Your trying to overcomplicate things Wand3r3r is correct create an allow rule for specific IP addresses or users.

So if you allowed John and Mary in the specific IPs or users for that allow rule it would allow them but not Tom because he is not on the list specified and that would go for all other users or hackers as well.


----------



## lool123 (Oct 20, 2009)

*Re: Problem creating a firewall deny rule*

I've already stated that only allowing specific computers (users) or specific IPs wouldn't work, due to me moving around alot, and so does many of the other users. It would create problems for us when we _need_ to log onto the server.

That's why i need to do it this way, complicated it may be. I had ofcourse considered the alternatives beforehand before deciding on this option.

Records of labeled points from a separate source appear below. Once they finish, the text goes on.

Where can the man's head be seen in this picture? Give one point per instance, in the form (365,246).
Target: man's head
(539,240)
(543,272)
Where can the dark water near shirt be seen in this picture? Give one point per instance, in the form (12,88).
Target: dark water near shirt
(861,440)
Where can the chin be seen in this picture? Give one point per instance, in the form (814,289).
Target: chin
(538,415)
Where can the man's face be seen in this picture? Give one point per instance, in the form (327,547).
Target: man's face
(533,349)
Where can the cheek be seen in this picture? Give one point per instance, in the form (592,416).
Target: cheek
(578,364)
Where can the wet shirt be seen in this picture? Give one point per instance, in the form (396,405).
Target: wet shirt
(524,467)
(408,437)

So doesn't anyone have any idea what i am doing wrong with the firewall deny rule?


----------



## Wand3r3r (Sep 17, 2010)

*Re: Problem creating a firewall deny rule*

"I've already stated that only allowing specific computers (users) or specific IPs wouldn't work, due to me moving around a lot.."

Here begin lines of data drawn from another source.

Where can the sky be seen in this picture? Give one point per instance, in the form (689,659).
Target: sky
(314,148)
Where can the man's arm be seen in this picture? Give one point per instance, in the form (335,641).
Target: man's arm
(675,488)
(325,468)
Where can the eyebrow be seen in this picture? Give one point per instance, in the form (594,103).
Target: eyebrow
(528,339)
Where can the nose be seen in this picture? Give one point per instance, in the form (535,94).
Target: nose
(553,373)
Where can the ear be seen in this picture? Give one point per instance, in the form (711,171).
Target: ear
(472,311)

That is because you don't understand and are holding on to a misconception. User authentication means only authorized users can access a rdp session and they can do so from anywhere in the world. Only authorized users can get in.

What you are trying to do is filter the world thru firewall rules as additional protection. 
I would block all Chinese, Russian, African country ip ranges/extensions for a start.

Though you need to get the firewall rules working first which appears to be the issue.

In reviewing your event viewer logs and entries concerning the firewall?


----------



## Fjandr (Sep 26, 2012)

*Re: Problem creating a firewall deny rule*

If you are receiving brute force attacks on valid usernames, they are probably standard names like "admin" or "administrator." Those names should be disabled and other, non-standard names should be used for valid users. That at least would eliminate a common attack vector. Then you'd only need to auto-ban IPs attacking non-standard valid usernames.


----------



## Wand3r3r (Sep 17, 2010)

*Re: Problem creating a firewall deny rule*

There are a number of Microsoft white papers on hardening your server. What Fjandr recommends is one of many stratagies they talk about as well as only loading core services you need. Web search for more info.


----------



## lool123 (Oct 20, 2009)

*Re: Problem creating a firewall deny rule*



Wand3r3r said:


> "I've already stated that only allowing specific computers (users) or specific IPs wouldn't work, due to me moving around a lot.."
> 
> That is because you don't understand and are holding on to a misconception. User authentication means only authorized users can access a rdp session and they can do so from anywhere in the world. Only authorized users can get in.


How does this work then? Only letting authorized users attempt logons to the server. In the firewall rules there's a tab called users where i can input users who are allowed to attempt logons. But how does this work? I can attempt logons to the server if i'm logged into an account named "John" on any computer anywhere in the entire world, if i've added "John" to that list?



Fjandr said:


> If you are receiving brute force attacks on valid usernames, they are probably standard names like "admin" or "administrator." Those names should be disabled and other, non-standard names should be used for valid users. That at least would eliminate a common attack vector. Then you'd only need to auto-ban IPs attacking non-standard valid usernames.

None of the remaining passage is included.